Tuesday, April 17, 2018

Cassette Review:
Shia The Other
"My Flower Diary"
(Mount Seldom Records)


$6 //
Edition of 25 //
https://mountseldomrecords.bandcamp.com/album/my-flower-diary  //

If you've ever felt like you needed a reason to listen to cassettes Shia The Other will provide you with many.  One of these reasons can be found at the end of this cassette so let's fast forward a bit, shall we?   There exists a sixth song on "My Flower Diary" and it is exclusive to the cassette.   It is not listed on the Mount Seldom Bandcamp page, so it came as a bit of a surprise to me (as close as we can seemingly get to a hidden track these days) but it is on Shia The Other's Bandcamp page which is good for clarity.

Acoustic melodies create the songs of Shia The Other.   Perhaps described only as an acoustic guitar and a voice could be accurate but it wouldn't be the full story.   This gets you into one of those moral arguments of whether or not it is lying if you simply do not disclose certain things.   I've always said that has been seen as being not fully truthful and in this particular case you wouldn't do any justice to the music of Shia The Other to think of it as simply being a voice and a guitar.

With synth lasers that sometimes sound like birds at other times they sound like the type of vibe you'd get from a song by the band Schatzi.   It's not that the tones themselves change-- it's just that sometimes I hear them differently than other times, which might seem odd but whoever said sound had to be linear?   Some of these songs are instrumental, even though they are all around the same length and that is around a minute and a half each so they are shorter than standard songs.

Musically, this might be one of the most impressive collection of songs I have ever heard.  What these songs do is manage to combine so many influences that the end result is something completely new.   Though these are not the only influences and maybe not even the biggest ones, this reminds me of something like Lushloss in a modern sense and to throw it back in time the song "Keats' diaries" has a certain vibe of "Under The Milky Way" by The Church to it.

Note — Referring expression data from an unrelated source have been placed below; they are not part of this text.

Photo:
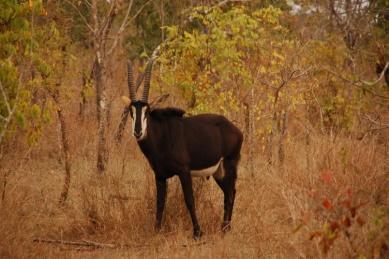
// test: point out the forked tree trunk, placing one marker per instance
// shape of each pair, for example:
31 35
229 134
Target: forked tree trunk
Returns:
66 148
282 124
102 114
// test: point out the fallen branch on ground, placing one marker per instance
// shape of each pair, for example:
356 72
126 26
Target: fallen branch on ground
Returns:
77 243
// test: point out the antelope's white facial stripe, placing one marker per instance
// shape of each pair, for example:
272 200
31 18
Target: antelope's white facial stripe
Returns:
143 122
217 170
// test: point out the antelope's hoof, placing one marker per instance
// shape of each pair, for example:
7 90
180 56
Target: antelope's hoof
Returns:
197 233
226 226
158 227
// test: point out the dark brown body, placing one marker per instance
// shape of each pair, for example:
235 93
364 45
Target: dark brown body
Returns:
177 145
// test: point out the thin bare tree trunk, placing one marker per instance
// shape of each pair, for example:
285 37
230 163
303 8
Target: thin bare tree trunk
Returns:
282 122
66 148
249 125
102 114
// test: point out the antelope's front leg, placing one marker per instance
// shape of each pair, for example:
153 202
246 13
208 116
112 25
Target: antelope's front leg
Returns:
186 183
161 198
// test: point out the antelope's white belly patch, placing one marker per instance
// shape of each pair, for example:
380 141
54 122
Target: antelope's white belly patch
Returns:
215 169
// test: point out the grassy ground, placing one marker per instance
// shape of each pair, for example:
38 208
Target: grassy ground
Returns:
329 200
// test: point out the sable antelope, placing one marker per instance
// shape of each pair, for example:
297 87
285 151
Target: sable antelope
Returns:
202 145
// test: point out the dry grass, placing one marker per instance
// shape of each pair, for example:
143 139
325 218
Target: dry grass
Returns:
275 214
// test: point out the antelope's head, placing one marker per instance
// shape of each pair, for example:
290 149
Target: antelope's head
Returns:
139 109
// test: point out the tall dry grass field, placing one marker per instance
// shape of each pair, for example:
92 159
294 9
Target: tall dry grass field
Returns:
329 200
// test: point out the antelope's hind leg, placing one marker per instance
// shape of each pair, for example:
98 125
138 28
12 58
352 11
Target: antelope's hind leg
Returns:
161 199
186 184
227 184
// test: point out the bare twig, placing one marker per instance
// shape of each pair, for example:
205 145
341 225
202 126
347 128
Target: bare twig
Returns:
357 83
158 100
10 110
379 78
126 21
81 15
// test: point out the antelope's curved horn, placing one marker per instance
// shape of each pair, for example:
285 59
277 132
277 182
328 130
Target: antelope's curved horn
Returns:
146 89
130 79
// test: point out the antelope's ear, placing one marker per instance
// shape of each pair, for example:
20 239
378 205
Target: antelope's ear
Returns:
126 100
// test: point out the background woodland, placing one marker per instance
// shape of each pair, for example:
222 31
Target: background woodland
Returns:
306 81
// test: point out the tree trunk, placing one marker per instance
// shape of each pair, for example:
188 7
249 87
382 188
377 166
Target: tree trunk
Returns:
249 125
66 151
282 123
102 114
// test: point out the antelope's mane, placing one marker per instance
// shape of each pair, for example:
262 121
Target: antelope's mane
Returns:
161 113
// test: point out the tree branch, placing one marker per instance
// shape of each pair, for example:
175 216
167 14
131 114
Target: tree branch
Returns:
9 109
355 83
379 78
81 15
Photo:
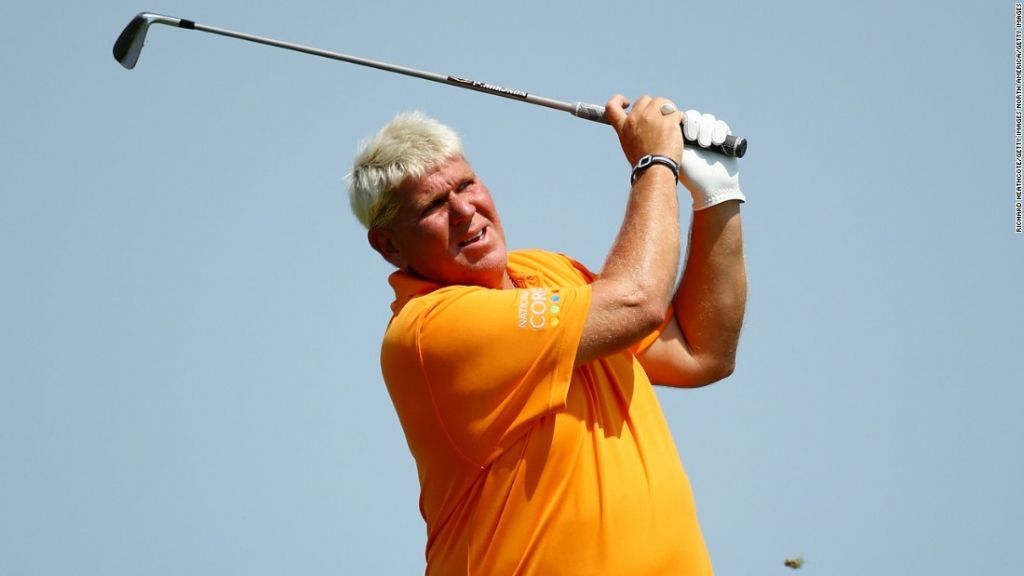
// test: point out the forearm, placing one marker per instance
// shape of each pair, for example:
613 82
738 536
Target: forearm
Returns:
644 256
712 296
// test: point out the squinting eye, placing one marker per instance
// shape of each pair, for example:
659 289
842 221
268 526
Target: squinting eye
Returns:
433 206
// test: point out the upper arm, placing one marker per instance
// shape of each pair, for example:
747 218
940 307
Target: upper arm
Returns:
620 316
669 361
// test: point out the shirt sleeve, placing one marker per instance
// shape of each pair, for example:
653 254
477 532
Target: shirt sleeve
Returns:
497 360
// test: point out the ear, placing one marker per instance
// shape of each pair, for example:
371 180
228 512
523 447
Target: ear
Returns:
383 241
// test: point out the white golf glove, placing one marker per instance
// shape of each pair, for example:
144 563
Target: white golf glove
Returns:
711 177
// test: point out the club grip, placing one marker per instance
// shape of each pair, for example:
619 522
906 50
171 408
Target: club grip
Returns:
733 146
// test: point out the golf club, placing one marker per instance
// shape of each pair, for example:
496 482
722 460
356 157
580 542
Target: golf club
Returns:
129 45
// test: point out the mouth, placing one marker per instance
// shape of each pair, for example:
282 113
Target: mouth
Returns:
474 239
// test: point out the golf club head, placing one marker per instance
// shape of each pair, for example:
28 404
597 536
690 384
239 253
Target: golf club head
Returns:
129 45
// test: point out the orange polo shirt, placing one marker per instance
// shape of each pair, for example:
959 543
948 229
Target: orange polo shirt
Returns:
526 465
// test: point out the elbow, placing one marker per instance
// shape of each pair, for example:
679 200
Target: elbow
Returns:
718 368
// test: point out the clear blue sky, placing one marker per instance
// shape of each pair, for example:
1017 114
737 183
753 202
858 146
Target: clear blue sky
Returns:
189 316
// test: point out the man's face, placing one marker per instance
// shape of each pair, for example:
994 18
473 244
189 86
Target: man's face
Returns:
446 229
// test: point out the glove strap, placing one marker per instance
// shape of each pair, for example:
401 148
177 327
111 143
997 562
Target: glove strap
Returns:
650 160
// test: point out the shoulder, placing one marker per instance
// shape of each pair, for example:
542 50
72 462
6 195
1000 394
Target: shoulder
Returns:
551 264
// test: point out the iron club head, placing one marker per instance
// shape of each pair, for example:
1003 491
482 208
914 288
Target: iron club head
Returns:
129 45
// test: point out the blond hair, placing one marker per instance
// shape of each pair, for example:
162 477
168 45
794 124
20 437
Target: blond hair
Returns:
403 149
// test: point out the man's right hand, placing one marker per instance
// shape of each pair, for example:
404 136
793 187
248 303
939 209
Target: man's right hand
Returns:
647 129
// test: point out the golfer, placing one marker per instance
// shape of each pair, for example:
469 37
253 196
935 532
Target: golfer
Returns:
522 380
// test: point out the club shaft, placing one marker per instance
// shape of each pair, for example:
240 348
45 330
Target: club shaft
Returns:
433 77
733 146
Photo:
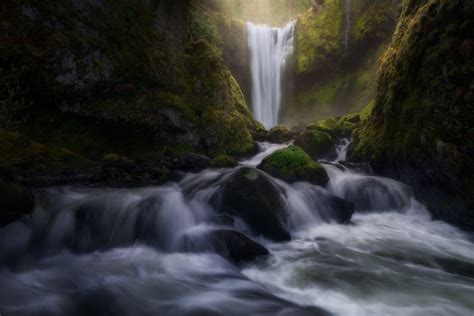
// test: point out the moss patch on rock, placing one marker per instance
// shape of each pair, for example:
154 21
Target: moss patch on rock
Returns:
293 164
315 142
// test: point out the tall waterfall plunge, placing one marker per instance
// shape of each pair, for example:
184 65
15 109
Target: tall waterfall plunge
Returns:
269 49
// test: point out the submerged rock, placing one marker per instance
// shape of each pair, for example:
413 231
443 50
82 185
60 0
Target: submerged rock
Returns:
235 245
250 195
193 162
224 161
341 210
292 164
15 202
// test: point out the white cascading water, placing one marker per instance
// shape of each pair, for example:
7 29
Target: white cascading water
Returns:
149 251
269 49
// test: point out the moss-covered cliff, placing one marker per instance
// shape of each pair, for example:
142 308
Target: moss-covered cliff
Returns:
421 126
270 12
338 43
124 75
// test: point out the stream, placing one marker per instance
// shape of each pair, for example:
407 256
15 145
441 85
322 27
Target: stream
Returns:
144 251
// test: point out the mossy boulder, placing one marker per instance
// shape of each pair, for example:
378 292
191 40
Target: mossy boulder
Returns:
340 126
251 196
292 164
16 201
315 142
280 134
224 161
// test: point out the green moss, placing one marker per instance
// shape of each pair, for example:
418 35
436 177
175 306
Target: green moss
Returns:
225 133
224 161
293 164
422 114
315 141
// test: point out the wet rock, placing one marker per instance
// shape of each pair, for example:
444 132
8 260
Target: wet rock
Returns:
250 195
359 167
280 134
15 202
222 219
235 245
193 162
224 161
292 164
315 142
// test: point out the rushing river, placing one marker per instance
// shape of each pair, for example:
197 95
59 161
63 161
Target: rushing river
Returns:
110 251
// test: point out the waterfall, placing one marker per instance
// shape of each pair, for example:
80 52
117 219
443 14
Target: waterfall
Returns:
269 48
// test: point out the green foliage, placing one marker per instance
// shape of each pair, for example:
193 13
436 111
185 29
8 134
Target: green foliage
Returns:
423 107
315 140
318 36
293 164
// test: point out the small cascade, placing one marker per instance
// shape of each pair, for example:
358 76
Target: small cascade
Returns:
169 250
269 49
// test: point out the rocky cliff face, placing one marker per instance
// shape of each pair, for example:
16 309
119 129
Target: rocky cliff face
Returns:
421 126
96 75
338 43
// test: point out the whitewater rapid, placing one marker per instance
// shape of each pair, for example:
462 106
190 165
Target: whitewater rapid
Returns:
269 48
110 251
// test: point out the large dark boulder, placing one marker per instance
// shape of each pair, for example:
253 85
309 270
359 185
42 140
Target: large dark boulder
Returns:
250 195
193 162
235 245
15 202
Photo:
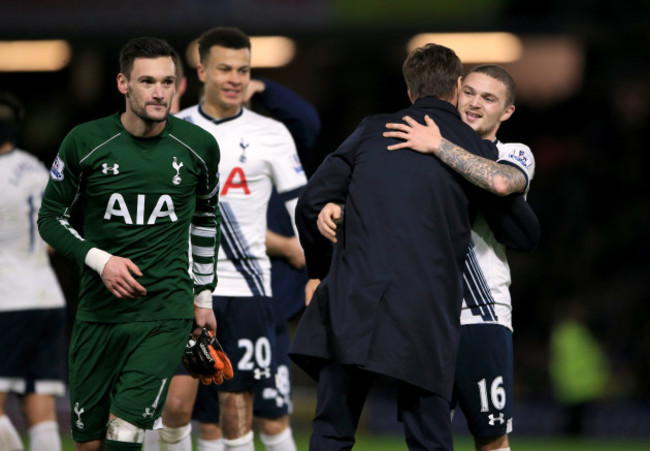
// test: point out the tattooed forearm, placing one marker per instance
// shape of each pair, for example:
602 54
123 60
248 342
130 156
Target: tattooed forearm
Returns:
497 178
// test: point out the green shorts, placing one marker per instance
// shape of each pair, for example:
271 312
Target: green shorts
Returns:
123 369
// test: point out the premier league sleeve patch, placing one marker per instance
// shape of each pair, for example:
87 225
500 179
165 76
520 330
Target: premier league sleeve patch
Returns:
296 164
56 172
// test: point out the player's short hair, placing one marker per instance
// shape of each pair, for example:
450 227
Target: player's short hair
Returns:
145 47
432 71
499 73
228 37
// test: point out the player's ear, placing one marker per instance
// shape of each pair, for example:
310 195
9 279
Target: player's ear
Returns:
122 83
200 71
507 113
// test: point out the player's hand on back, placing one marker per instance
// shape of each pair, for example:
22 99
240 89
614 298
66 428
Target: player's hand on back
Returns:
418 137
118 278
328 219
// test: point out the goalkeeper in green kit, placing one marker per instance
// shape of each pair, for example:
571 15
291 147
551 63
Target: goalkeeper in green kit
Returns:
144 181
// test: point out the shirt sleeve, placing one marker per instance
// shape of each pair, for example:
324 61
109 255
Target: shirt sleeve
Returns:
61 193
205 229
520 156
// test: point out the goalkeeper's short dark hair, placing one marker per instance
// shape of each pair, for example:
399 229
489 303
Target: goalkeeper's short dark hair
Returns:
145 47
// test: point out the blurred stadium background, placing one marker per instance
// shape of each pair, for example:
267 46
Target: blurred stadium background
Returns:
583 73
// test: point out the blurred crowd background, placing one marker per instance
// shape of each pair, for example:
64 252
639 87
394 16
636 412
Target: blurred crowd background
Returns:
583 107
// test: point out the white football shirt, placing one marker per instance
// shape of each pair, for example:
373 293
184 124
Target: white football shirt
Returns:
257 153
487 274
26 277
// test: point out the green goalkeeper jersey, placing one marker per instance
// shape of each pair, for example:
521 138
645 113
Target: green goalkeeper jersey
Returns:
140 199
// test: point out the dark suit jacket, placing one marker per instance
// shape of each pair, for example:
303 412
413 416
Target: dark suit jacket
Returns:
391 300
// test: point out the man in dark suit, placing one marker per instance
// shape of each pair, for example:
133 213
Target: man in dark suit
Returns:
390 296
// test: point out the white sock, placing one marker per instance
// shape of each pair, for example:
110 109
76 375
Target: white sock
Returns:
280 442
45 436
209 445
243 443
151 440
176 439
9 438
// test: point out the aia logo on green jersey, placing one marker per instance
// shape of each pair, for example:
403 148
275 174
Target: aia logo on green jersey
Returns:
137 214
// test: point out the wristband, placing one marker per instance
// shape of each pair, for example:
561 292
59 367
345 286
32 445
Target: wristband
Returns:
203 299
97 259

The fascinating thing about music to me is that you can take two instruments and create such different sounds.   If you gave someone a box of pasta and a jar of tomato sauce you would likely get the same result each time.  But with music that just isn't the case.   Don't get me wrong, you could browse several different genres on Bandcamp and find artists who all sound the same that fall under the guitar + voice song structure, but I feel lucky to have been hearing some of the stand outs recently and even more fortunate that Shia The Other is among them.